> There are also a lot of arrogant American engineers need to justify their inflated salaries compared to Indians, Eastern Europeans and other offshore workers. With the rise of remote work, we should hopefully see those inflated remote salaries settle to the international norm.
As much as I support remote work, what you suggests is not the norm. Mainly because companies hire much more employees than contractors. Companies cannot just hire employees from dozens of different countries (unless they have branches on such countries or they hire an intermediary company to handle the taxes/health insurance stuff). Companies cannot just hire people who are +-6h away from their timezone.
Companies usually hire remote employees within the country they operate. Which is nice because you can live in a modest town around the nature and work for companies who have originally emerged in the capital.
"unless they have branches on such countries or they hire an intermediary company to handle the taxes/health insurance stuff" is a big caveat - for any non-tiny company it's not a big deal to hire an intermediary company, such companies are readily available and the overhead is small compared to the salary differential; it's not a serious obstacle because you can simply buy a solution to that.
But that's not the case for time zones, of course.

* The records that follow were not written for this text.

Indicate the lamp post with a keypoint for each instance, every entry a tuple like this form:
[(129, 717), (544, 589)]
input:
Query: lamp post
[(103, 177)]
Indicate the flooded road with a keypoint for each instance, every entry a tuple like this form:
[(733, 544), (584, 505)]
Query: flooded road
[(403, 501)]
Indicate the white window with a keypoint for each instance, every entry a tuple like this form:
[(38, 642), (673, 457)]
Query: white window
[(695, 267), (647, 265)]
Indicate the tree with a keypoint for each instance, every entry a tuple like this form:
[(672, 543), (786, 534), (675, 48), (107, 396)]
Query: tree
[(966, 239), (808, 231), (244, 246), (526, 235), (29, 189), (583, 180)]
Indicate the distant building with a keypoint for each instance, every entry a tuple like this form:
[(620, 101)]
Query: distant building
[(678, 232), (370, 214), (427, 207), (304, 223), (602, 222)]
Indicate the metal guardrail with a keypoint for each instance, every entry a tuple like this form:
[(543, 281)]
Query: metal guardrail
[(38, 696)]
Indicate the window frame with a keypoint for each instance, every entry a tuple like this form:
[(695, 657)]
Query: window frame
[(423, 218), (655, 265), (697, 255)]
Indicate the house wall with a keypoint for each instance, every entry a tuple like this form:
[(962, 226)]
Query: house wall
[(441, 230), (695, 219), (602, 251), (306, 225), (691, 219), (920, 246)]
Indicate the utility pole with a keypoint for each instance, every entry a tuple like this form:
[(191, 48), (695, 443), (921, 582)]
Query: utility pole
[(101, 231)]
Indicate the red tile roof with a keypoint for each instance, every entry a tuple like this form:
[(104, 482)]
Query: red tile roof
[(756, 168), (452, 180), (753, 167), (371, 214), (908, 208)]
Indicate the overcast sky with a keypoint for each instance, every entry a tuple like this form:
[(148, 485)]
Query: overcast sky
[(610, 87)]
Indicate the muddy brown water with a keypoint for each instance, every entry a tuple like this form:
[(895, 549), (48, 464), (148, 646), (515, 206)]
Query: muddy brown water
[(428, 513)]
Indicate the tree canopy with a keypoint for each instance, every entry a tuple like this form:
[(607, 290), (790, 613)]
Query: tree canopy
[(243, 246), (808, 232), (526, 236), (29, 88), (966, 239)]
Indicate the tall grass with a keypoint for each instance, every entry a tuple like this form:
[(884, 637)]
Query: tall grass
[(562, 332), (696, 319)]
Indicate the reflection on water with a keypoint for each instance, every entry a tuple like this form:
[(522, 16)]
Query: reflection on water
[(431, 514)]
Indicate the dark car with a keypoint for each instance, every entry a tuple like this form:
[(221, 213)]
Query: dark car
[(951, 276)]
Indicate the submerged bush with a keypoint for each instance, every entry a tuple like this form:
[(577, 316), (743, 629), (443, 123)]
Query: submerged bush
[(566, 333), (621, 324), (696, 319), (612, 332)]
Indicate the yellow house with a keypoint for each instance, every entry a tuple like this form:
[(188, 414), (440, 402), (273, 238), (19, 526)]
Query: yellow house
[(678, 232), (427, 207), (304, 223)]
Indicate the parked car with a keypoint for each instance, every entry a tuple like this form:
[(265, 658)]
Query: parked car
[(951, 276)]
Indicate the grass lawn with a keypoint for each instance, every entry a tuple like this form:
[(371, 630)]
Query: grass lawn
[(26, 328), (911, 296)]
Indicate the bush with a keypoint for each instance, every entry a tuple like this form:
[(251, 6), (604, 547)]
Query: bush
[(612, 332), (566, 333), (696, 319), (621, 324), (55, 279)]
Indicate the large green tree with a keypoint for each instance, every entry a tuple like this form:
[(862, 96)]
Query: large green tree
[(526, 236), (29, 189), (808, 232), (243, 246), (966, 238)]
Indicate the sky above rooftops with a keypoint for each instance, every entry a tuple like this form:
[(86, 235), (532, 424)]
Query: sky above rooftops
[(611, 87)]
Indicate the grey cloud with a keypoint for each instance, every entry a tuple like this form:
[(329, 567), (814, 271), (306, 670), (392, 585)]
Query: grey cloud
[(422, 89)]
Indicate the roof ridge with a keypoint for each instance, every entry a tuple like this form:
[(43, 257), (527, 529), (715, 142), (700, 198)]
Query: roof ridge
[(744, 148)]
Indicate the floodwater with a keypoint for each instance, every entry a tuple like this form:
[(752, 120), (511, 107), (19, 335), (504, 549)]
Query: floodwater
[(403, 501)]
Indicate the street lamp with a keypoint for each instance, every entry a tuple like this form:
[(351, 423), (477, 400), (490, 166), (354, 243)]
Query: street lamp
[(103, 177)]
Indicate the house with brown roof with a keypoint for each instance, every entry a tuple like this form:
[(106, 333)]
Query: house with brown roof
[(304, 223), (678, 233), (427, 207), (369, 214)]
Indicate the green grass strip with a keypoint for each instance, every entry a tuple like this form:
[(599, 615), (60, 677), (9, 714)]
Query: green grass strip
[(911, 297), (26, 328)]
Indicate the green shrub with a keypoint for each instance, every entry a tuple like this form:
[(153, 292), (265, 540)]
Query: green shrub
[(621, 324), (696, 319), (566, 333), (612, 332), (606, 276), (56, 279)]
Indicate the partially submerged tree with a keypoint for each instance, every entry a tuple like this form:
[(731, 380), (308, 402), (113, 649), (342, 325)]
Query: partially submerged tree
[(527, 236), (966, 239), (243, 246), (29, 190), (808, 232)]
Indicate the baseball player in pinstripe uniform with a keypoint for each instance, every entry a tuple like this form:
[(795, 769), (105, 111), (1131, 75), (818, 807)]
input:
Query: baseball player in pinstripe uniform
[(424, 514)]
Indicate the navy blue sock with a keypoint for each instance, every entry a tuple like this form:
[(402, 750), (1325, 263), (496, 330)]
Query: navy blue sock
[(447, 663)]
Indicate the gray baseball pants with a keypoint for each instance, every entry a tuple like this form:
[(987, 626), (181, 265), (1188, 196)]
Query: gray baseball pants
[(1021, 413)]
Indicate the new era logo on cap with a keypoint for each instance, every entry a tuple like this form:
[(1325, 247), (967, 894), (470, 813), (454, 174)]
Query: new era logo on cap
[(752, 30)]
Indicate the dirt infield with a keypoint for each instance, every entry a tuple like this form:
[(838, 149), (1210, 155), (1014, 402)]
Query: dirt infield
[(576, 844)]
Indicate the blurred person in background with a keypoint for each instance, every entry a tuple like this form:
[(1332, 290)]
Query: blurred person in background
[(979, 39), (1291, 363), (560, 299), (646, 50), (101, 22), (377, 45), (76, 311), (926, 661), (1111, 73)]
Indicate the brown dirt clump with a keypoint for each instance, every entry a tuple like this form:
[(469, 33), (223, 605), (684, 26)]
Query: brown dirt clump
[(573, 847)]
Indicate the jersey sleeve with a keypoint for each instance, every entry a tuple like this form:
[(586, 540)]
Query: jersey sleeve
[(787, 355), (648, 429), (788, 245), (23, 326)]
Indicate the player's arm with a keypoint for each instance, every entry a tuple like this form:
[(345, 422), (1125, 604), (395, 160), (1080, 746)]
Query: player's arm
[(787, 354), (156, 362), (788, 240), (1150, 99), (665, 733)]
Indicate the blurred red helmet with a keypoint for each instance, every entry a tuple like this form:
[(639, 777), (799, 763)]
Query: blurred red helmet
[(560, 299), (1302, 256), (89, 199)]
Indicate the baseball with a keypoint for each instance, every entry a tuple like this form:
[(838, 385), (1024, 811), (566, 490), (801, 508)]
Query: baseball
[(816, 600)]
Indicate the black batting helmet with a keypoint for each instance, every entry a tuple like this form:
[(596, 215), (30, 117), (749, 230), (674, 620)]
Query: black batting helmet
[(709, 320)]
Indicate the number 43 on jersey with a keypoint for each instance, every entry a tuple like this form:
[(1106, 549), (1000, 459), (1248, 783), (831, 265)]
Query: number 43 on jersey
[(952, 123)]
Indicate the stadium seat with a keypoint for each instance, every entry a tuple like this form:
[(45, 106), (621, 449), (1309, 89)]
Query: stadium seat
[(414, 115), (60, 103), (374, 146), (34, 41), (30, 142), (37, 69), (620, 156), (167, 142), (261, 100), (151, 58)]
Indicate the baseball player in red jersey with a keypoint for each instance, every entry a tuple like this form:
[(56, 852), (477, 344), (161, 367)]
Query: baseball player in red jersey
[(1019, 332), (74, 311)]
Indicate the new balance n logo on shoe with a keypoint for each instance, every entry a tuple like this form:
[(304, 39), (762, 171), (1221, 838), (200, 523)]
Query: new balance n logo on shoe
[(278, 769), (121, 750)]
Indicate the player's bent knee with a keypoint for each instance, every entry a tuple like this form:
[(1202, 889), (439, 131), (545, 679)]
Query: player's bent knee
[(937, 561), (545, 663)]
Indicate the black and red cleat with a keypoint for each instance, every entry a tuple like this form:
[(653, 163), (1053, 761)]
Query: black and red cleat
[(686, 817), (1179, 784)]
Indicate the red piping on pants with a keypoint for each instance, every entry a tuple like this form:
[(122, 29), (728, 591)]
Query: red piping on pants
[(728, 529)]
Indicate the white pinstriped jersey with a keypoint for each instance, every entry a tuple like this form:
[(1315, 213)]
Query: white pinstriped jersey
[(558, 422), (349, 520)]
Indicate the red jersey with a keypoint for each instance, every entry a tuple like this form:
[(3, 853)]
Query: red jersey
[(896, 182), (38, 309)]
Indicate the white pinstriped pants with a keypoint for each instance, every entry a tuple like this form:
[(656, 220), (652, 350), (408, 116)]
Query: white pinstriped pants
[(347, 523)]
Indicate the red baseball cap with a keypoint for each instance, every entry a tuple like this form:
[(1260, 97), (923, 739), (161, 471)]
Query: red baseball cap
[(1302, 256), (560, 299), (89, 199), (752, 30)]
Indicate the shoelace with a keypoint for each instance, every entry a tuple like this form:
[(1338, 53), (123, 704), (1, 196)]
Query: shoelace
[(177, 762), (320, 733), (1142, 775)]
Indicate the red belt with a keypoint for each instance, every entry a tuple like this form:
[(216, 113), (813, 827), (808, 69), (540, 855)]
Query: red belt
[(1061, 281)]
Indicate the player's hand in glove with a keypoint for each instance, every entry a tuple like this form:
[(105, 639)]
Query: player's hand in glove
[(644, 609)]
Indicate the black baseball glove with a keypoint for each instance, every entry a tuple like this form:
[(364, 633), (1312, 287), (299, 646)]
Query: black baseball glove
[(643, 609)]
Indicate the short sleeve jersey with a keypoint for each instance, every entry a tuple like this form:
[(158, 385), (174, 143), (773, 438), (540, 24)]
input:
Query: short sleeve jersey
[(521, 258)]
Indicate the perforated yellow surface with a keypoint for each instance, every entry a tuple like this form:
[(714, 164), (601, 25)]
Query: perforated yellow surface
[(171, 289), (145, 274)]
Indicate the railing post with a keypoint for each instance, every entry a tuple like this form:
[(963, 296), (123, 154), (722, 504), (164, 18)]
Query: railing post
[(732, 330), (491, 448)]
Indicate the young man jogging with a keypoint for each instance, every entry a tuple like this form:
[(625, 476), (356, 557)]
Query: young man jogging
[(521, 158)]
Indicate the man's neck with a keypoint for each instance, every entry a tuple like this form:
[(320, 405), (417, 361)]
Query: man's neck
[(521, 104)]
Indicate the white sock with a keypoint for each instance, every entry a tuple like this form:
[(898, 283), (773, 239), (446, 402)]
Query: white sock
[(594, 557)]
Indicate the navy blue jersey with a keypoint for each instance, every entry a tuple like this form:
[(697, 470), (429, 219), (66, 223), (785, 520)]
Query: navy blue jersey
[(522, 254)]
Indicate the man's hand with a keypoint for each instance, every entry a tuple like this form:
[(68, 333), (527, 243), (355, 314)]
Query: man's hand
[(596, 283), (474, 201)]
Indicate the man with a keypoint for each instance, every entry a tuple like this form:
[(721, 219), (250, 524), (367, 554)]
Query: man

As much as I support remote work, what you suggests is not the norm. Mainly because companies hire much more employees than contractors. Companies cannot just hire employees from dozens of different countries (unless they have branches on such countries or they hire an intermediary company to handle the taxes/health insurance stuff). Companies cannot just hire people who are +-6h away from their timezone.
Companies usually hire remote employees within the country they operate. Which is nice because you can live in a modest town around the nature and work for companies who have originally emerged in the capital.